1. Let the internal team of creators bring the idea to market
After deciding that the idea won’t be implemented within the firm, the idea owners (could be one or a team of inventors of a product or an innovative business model) have enough motivation and willpower to bring the innovation to market themselves.In this case, three different procedures are likely to happen: The idea owners could leave the company to build an independent startup. As a result, good employees along with the innovation potential will be lost but put into practice without any link to the parent firm. Another scenario is that the internal founding team loses interest or has no motivation to leave the firm, so the innovation potential will be entirely lost. Or else, the original firm offers infrastructure and funding money to the inventors for the implementation of the idea. As a result, participation on the startup’s success can be acquired.
Apparently only the last option is beneficial for the parent firm in case the idea is successful. In this case, the expert knowledge from the idea owners can be transferred directly into the new venture and resources from the parent firm can be used. But it requires a support infrastructure for spinning off new ventures, which many firms might not have. Further, the firm is highly dependent on the skills, mood and vision of the original idea creators.

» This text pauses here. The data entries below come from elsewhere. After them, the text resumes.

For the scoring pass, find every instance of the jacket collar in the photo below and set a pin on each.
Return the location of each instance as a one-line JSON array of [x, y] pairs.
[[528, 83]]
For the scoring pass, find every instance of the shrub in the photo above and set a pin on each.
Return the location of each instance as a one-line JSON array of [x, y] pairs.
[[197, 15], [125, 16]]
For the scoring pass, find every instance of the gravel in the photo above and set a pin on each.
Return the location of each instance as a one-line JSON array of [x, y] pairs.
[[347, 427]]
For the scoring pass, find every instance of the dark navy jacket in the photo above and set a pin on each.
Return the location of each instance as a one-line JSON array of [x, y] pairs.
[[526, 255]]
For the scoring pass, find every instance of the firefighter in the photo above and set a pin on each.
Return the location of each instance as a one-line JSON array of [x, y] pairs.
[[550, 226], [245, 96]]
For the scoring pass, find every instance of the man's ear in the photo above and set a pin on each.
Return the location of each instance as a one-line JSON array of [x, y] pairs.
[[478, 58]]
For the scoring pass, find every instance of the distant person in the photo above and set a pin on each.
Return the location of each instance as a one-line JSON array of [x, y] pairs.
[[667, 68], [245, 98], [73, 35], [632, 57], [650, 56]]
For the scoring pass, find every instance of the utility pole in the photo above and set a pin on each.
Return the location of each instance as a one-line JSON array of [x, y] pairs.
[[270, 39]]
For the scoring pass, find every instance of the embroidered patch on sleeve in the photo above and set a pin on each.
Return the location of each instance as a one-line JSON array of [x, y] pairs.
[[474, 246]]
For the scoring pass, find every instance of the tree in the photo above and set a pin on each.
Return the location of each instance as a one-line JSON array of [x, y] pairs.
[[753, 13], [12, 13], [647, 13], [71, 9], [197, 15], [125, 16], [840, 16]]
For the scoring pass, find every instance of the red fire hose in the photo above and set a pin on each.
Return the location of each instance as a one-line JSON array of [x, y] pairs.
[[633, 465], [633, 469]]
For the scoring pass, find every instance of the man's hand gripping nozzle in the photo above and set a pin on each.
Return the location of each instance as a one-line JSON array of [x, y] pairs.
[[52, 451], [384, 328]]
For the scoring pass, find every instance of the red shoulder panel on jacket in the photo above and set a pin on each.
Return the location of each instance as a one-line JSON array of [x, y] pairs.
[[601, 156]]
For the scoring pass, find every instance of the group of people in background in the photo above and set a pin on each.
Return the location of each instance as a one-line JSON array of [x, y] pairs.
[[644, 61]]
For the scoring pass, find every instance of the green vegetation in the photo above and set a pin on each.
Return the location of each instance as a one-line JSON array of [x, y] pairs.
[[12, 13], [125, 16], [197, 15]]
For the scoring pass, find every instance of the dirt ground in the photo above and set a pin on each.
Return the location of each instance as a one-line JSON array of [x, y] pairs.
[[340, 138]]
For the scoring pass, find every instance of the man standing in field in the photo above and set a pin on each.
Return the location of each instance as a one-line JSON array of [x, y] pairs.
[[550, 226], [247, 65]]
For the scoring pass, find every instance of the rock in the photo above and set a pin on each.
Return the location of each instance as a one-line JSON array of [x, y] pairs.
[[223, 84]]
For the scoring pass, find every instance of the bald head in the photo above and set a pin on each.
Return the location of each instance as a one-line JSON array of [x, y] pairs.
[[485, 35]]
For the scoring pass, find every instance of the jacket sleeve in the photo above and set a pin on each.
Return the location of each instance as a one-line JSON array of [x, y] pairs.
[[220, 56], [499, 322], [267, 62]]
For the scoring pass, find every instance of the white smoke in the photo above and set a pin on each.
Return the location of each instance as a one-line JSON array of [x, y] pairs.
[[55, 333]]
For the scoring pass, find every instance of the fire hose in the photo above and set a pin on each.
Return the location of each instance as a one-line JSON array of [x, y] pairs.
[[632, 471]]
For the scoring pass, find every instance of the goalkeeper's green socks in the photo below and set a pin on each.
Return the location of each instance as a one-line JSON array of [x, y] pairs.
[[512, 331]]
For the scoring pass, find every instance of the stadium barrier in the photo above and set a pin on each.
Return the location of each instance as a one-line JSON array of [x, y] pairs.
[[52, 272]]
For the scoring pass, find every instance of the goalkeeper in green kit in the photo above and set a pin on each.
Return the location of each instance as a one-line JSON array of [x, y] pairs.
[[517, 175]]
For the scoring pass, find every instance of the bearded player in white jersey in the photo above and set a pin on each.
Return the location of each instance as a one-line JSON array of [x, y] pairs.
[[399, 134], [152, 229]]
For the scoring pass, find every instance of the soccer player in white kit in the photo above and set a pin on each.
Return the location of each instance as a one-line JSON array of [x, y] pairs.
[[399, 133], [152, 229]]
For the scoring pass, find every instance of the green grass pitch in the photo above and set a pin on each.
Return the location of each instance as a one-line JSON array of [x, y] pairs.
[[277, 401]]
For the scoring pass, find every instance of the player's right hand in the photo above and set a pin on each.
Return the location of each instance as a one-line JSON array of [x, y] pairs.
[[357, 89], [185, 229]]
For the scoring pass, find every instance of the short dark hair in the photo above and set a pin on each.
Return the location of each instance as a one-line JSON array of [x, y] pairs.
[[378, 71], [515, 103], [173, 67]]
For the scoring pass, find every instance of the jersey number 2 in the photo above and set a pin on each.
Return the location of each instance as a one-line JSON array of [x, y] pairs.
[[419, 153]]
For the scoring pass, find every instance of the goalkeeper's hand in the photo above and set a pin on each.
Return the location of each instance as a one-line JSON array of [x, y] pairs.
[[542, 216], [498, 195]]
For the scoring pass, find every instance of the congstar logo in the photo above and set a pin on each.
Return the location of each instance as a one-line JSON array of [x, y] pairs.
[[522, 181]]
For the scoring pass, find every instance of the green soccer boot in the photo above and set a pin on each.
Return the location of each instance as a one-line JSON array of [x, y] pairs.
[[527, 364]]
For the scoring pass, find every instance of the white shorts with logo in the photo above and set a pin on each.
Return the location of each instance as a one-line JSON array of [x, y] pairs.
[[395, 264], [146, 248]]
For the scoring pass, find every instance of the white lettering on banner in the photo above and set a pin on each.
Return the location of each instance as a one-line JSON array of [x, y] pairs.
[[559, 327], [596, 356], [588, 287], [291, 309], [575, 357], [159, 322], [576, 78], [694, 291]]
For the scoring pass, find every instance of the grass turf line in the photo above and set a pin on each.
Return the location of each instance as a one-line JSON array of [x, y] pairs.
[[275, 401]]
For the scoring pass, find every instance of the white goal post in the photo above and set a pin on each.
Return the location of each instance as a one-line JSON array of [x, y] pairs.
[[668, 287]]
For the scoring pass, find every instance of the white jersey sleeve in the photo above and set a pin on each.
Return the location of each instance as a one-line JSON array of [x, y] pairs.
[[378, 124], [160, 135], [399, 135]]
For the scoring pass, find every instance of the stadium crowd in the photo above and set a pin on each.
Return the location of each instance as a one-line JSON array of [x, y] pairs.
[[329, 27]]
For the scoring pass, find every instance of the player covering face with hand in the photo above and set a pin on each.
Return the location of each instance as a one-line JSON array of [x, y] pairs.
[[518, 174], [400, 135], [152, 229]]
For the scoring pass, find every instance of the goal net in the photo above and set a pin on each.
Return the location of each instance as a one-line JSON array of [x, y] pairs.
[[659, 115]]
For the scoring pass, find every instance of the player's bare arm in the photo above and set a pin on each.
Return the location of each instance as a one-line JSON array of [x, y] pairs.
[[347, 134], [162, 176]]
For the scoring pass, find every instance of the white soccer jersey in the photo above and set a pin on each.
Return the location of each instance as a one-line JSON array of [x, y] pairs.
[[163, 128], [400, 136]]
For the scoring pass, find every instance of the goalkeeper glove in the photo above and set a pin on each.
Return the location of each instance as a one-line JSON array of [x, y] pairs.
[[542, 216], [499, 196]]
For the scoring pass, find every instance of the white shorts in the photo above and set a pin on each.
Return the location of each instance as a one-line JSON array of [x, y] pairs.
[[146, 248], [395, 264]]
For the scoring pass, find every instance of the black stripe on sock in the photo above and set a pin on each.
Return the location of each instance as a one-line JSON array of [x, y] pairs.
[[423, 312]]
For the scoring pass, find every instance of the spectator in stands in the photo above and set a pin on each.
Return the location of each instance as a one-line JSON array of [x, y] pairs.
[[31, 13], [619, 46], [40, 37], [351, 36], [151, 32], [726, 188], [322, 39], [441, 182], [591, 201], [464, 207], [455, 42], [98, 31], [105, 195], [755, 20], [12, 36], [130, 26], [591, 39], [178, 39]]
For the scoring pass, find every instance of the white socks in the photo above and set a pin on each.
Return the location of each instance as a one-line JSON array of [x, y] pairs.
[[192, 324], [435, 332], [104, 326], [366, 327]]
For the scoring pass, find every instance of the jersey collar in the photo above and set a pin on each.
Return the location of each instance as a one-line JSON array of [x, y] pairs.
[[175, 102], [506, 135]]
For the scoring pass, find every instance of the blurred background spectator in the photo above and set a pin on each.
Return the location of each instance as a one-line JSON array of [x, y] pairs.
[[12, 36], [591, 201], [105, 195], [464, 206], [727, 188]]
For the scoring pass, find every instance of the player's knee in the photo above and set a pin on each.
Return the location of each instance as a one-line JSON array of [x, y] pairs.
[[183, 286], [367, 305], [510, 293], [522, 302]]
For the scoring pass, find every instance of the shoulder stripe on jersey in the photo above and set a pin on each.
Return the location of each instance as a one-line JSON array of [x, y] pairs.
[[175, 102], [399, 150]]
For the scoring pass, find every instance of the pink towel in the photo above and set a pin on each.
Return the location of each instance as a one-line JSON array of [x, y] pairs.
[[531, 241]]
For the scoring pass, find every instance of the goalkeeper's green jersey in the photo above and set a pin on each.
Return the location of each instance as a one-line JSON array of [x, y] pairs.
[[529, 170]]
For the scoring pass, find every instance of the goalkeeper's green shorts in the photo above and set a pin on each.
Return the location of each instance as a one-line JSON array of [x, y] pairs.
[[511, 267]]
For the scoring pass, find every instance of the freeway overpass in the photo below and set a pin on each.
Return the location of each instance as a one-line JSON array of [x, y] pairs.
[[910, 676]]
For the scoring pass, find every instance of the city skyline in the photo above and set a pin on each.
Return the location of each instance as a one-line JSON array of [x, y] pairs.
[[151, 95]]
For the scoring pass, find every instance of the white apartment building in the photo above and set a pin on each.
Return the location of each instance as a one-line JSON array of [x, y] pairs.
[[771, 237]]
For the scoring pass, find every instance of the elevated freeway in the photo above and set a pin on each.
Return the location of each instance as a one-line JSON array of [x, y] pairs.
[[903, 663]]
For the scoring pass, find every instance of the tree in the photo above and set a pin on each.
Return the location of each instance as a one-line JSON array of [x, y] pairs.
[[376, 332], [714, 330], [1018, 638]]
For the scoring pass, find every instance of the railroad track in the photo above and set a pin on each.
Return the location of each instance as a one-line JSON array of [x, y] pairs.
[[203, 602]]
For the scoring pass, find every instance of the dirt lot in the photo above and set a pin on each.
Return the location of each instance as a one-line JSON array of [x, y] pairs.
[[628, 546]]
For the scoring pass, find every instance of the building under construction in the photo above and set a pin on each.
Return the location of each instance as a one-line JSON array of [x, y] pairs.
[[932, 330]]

2. Let a partner bring your ideas to market
In this scenario, the idea owners have a strong focus on their current work and know that they do not want to leave the current employer or might simply put not be capable of building a new venture from scratch. But the idea creators are open to share the innovation and (technological) advice to allow external implementation.Within this model, the idea can be tested, validated and finally implemented by one or a team of surrogate entrepreneurs, who are external, experienced founders. The cooperation with the inventor firm is highly beneficial to transfer deep knowledge and work within a partnership. As a result, both partners are actively engaged in the venture creation process.
This model is advantageous as the dependency on the idea owners is significantly reduced. Further, the surrogate entrepreneurs bring in entrepreneurial, business related knowledge, experience and network.
A deep partnership with the inventing firm leads to high synergies and a powerful co-creation of the new ventures. But in a partner-like venture creation, trust has to be given on both sides and the pressure for control has to be loosened up. In this regard, it is highly important to find a good partner.
Which model to choose is highly dependent on different contributing factors as the motivation and personality traits of the idea owner, the current strategic focus of the original company as well as the access to resources and support infrastructures. Choosing the right execution model is highly relevant and should not be underestimated.
The Company Builder
In this context, company builders can offer the needed support when realizing new ideas with high innovation potential within a new venture. Even though established firms have lots of resources, from financial resources to a great industry expertise and network as well as a good reputation, company builders can offer the execution model. They are holding knowledge about the methods and tools needed to start a new venture from scratch, have the right entrepreneurial people, a network into the startup scene and familiarity with financing strategies.
Combining these advantages by engaging with a company builder will lead to a boost of innovation potential and a transformation of groundbreaking ideas into real ventures!